Barbarian at the gate?
“At times it threatened to parallel the worst excesses of the French Revolution.”
That was how Brigadier T. W. Trouncing, Poppleton’s Head of Campus Security, chose to describe some of the disturbing behaviour that occurred during the recent freshers’ week.
Brigadier Trouncing told our reporter Keith Ponting (30) that much of the “mayhem” had been caused by no more than three or four committed troublemakers. He instanced one such individual who had been seen snorting Class A drugs in the Learning and Resources Centre (formerly the Central Library) and had then, according to other witnesses, gone on to drink heavily in the Student Union bar before proceeding to commit several acts of vandalism.
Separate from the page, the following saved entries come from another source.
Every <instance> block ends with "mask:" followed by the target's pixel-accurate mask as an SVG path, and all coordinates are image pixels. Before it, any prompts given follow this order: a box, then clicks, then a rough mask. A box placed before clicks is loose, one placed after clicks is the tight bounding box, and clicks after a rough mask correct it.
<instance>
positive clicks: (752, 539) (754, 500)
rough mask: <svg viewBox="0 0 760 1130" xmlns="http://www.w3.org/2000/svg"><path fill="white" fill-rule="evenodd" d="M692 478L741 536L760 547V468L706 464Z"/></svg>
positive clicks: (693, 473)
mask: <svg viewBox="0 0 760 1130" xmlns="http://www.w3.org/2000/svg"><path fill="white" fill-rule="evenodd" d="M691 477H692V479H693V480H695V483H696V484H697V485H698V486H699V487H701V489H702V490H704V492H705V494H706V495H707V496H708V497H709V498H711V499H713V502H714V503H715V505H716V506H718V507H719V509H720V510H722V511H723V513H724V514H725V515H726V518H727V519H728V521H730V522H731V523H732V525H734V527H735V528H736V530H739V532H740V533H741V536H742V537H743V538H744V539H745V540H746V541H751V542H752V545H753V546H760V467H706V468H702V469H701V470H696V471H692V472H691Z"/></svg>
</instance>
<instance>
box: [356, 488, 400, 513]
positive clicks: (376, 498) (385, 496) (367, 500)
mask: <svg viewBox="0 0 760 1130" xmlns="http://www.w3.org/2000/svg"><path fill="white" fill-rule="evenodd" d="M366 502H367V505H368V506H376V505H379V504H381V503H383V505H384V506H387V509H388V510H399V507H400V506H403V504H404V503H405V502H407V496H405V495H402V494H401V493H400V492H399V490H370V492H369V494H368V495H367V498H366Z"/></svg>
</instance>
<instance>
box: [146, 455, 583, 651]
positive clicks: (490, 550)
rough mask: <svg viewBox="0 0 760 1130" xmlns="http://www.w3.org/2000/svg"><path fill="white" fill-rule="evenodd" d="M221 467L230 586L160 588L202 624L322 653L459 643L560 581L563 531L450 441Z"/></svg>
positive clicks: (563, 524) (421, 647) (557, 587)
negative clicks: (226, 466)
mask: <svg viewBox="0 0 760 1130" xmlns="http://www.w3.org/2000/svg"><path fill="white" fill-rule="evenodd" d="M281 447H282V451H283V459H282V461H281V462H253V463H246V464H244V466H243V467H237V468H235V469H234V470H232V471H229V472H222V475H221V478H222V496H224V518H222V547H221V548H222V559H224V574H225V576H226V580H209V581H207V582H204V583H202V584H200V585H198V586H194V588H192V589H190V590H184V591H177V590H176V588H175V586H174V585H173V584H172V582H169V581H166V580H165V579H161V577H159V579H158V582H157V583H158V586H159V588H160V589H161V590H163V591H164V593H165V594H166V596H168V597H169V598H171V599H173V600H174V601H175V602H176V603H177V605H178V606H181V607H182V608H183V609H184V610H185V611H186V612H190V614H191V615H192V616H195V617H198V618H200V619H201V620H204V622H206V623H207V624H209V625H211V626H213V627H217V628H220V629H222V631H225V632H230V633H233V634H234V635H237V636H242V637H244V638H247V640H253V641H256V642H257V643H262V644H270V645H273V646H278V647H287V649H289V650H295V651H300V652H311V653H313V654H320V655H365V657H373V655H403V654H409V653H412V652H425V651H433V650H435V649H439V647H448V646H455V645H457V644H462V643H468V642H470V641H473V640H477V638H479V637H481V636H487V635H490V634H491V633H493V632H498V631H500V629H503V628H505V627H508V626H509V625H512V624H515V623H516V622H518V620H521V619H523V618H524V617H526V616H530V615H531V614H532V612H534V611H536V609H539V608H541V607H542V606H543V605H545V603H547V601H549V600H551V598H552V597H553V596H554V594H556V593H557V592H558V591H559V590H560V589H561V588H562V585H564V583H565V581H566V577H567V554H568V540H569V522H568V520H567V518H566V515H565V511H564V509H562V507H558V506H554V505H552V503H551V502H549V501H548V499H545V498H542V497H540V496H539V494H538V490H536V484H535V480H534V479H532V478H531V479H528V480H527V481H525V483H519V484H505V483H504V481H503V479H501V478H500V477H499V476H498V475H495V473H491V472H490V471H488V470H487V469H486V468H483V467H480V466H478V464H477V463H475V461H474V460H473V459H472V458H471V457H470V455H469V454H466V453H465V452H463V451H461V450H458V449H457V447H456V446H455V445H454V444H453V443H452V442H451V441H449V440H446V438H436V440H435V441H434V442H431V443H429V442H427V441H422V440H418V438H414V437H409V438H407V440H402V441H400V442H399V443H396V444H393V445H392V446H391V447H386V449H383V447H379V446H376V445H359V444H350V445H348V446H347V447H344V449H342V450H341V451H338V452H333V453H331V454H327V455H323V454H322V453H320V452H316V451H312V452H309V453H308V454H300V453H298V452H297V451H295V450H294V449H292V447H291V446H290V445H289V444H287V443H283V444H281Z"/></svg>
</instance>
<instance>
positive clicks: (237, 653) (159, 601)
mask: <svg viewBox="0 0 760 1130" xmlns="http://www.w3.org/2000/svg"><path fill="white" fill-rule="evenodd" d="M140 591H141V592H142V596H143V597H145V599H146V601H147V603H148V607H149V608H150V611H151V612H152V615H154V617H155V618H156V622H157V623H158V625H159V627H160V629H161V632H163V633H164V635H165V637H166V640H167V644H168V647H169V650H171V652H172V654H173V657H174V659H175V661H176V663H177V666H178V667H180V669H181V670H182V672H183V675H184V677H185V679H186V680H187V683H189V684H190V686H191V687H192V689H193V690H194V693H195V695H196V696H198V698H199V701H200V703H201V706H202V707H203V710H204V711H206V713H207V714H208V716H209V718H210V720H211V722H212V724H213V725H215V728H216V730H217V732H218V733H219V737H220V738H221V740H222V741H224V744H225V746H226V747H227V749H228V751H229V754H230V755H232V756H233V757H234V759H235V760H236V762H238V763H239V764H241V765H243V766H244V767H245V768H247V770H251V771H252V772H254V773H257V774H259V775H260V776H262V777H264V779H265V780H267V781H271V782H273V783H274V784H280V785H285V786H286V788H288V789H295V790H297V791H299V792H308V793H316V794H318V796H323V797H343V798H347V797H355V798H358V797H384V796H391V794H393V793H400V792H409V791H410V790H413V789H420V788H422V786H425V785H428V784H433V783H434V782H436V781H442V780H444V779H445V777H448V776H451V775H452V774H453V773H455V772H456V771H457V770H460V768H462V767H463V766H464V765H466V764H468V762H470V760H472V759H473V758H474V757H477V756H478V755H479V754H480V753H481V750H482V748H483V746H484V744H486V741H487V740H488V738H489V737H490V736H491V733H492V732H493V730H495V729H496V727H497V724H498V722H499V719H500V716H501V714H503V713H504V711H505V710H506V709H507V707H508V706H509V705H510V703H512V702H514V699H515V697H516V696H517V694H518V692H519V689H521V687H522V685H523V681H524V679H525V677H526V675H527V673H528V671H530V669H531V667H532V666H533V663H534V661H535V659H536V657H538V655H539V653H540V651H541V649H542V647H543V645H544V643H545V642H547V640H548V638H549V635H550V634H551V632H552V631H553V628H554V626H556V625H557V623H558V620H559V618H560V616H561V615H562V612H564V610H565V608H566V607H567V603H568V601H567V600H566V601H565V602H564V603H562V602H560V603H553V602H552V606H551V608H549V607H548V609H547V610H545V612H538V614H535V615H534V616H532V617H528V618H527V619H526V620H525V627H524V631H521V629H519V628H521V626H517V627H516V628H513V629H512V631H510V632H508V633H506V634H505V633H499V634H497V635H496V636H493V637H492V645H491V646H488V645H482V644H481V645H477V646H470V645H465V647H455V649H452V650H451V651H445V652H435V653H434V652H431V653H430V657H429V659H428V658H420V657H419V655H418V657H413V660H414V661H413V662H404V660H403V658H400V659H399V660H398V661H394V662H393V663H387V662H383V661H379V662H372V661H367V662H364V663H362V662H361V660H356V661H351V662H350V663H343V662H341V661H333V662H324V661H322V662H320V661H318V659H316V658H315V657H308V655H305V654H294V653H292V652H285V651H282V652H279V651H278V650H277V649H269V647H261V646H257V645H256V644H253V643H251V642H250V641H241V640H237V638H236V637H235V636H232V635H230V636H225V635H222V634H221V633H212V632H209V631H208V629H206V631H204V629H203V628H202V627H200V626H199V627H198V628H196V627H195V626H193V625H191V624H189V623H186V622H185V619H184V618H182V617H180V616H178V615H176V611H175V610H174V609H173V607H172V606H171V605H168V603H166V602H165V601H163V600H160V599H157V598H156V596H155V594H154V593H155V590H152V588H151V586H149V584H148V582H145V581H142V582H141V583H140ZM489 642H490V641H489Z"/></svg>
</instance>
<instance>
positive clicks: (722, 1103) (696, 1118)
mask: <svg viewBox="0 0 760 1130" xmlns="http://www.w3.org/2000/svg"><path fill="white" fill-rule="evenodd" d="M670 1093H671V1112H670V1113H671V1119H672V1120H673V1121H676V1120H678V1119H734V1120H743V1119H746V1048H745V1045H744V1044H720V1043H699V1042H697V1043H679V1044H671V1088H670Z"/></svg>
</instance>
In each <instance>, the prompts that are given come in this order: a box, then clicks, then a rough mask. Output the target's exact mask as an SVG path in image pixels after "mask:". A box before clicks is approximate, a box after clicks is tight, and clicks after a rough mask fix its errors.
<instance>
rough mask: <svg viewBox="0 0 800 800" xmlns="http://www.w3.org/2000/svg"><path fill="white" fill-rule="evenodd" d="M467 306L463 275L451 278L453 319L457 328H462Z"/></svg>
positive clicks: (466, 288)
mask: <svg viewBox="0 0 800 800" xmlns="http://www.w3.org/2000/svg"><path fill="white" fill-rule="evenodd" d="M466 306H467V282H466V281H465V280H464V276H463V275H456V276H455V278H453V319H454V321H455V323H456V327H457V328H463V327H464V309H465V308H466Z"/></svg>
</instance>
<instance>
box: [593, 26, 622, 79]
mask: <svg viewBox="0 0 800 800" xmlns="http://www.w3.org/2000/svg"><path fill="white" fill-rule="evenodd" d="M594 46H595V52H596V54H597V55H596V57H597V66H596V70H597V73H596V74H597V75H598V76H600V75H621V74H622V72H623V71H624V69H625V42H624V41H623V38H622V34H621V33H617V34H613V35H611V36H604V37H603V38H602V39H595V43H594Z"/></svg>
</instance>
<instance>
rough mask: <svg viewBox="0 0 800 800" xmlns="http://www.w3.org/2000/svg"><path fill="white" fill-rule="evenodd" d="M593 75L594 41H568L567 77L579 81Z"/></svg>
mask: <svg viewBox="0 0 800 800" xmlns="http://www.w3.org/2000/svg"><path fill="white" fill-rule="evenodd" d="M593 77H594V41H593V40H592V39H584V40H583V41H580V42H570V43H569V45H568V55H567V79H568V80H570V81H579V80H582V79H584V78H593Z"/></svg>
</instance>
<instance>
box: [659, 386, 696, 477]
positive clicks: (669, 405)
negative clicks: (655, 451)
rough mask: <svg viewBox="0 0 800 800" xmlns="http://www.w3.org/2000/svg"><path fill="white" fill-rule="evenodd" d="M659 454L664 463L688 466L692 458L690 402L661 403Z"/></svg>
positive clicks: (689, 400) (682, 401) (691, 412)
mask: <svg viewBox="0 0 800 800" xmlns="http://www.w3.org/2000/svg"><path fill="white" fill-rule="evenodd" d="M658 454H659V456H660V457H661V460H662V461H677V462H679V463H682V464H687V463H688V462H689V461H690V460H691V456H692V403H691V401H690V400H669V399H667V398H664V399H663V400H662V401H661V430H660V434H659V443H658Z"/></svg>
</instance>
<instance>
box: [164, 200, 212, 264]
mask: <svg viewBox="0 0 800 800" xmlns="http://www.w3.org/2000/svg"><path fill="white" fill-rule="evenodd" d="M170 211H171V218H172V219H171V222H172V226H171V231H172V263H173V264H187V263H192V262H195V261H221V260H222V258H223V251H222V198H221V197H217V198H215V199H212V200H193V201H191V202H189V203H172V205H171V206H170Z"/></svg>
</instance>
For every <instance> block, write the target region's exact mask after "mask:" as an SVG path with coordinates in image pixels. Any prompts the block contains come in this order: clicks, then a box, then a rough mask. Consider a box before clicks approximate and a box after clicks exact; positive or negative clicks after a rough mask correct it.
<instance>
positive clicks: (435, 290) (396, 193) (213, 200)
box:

These included scrawling “The Vice-Chancellor is a Dotard” on
the wall of the same-sex toilets (formerly Male and Female) and defacing the panoramic portrait of the university campus in the Brand Manager’s Office (formerly the Philosophy Department) with the slogan “Stop the Term, I Want to Get Off”.
“And had this deviant been apprehended?” asked Ponting.
“Indeed,” said Brigadier Trouncing.
“And had disciplinary action been taken?”
“A priority email has been sent to Professor Lapping outlining the immediate advantages of premature retirement.”